Proof beyond a reasonable doubt is such proof as ordinarily prudent men and women would act upon in their most important affairs. A reasonable doubt is a doubt based on reason and common sense. It does not mean a fanciful or capricious doubt, nor does it mean beyond all possibility of doubt.

The district court also instructed the jury, "If an attorney's argument contains any statement of the law, that differs from the law that I give you, you should disregard their statement." Because we presume that the jury followed the court's instructions, any improper argument about the reasonable-doubt standard did not affect appellant's substantial rights. See State v. McDonough, 631 N.W.2d 373, 389 n.2 (Minn. 2001) (stating that presecutor's attempt to shift burden of proof is "often nonprejudicial and harmless where, as here, the district court clearly and thoroughly instructed the jury regarding the burden of proof"); State v. Buggs, 581 N.W.2d 329, 341-42 (Minn. 1998) (stating that erroneous comment was harmless error when district court clearly and thoroughly instructed jury that appellant had no burden of proof or duty to produce evidence).

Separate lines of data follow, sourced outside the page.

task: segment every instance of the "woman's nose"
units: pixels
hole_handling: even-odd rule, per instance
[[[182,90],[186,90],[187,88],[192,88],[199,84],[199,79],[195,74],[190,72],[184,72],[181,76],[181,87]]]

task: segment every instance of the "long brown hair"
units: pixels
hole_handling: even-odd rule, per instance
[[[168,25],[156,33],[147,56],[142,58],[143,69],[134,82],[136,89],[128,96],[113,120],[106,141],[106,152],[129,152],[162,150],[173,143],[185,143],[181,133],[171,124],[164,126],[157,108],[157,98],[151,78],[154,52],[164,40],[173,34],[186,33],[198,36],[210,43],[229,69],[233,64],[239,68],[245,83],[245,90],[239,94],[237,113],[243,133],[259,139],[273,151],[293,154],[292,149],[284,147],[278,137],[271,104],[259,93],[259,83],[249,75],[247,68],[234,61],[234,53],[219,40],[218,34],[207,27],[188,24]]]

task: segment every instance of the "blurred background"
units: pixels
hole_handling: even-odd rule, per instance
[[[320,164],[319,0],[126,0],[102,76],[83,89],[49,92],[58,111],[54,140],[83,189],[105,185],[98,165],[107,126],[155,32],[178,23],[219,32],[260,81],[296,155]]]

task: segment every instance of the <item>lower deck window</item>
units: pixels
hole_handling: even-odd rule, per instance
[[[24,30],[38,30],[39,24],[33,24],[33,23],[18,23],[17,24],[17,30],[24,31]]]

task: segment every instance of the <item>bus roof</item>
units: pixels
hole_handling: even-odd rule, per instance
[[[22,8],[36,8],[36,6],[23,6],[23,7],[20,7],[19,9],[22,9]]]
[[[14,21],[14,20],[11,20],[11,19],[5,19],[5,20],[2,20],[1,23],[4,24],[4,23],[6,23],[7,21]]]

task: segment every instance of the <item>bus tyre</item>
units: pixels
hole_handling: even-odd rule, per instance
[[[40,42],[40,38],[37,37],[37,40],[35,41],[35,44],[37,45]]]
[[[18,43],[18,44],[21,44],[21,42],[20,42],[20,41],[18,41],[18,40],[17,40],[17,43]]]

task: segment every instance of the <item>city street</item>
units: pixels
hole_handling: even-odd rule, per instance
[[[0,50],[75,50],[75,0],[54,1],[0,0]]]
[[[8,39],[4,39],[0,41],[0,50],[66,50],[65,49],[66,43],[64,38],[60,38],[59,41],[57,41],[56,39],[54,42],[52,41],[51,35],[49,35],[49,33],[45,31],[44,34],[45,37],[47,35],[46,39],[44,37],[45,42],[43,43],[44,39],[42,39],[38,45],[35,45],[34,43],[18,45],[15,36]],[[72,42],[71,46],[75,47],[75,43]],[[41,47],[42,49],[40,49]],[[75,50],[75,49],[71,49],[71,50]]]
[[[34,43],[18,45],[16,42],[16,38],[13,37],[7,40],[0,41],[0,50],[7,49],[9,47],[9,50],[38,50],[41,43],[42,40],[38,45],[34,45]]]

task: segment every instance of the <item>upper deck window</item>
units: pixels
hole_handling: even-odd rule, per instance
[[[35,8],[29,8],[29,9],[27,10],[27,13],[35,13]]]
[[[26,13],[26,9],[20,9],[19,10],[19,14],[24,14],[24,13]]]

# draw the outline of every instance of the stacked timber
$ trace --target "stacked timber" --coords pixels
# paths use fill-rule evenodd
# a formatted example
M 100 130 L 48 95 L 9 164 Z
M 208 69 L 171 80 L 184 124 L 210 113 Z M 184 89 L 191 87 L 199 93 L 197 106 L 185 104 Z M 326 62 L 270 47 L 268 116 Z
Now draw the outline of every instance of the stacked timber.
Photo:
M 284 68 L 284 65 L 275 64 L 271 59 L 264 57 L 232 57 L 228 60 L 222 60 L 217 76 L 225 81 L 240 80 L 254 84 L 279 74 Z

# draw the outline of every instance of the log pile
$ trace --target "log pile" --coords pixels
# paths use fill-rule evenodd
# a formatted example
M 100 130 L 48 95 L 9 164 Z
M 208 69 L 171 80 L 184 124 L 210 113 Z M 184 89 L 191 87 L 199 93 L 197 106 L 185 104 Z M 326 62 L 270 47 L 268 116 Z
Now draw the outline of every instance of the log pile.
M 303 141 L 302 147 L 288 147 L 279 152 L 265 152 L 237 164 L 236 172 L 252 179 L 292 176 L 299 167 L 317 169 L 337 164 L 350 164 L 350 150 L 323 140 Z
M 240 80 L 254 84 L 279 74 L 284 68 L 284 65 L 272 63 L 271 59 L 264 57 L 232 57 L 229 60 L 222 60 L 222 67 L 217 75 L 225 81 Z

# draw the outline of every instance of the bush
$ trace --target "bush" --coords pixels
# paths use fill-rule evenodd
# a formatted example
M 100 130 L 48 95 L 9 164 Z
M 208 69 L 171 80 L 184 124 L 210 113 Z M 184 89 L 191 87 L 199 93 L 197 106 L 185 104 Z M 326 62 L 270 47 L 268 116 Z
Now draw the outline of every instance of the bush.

The state argues that the assertions in appellant's pro se brief should not be considered because they are not supported by argument or authority. See State v. Yang, 774 N.W.2d 539, 552 (Minn. 2009) (stating that "an assignment of error based on mere assertion and not supported by any argument or authorities in appellant's brief is waived and will not be considered on appeal unless prejudicial error is obvious on mere inspection").

The first two pages of appellant's pro se brief address alleged events that are not relevant to the arson offense. Appellant also asserts that his trial counsel was ineffective, but he does not explain his claim of ineffective assistance and asserts only that trial counsel was not prepared and did not represent him the way that she said she would. Because these assertions are not supported by any argument or authority, they are waived. Finally, appellant challenges the experts' credibility, his tenant's credibility, and the credibility of the evidence of motive. It is the jury's role to determine credibility. State v. Berrios, 788 N.W.2d 135, 142 (Minn.App. 2010).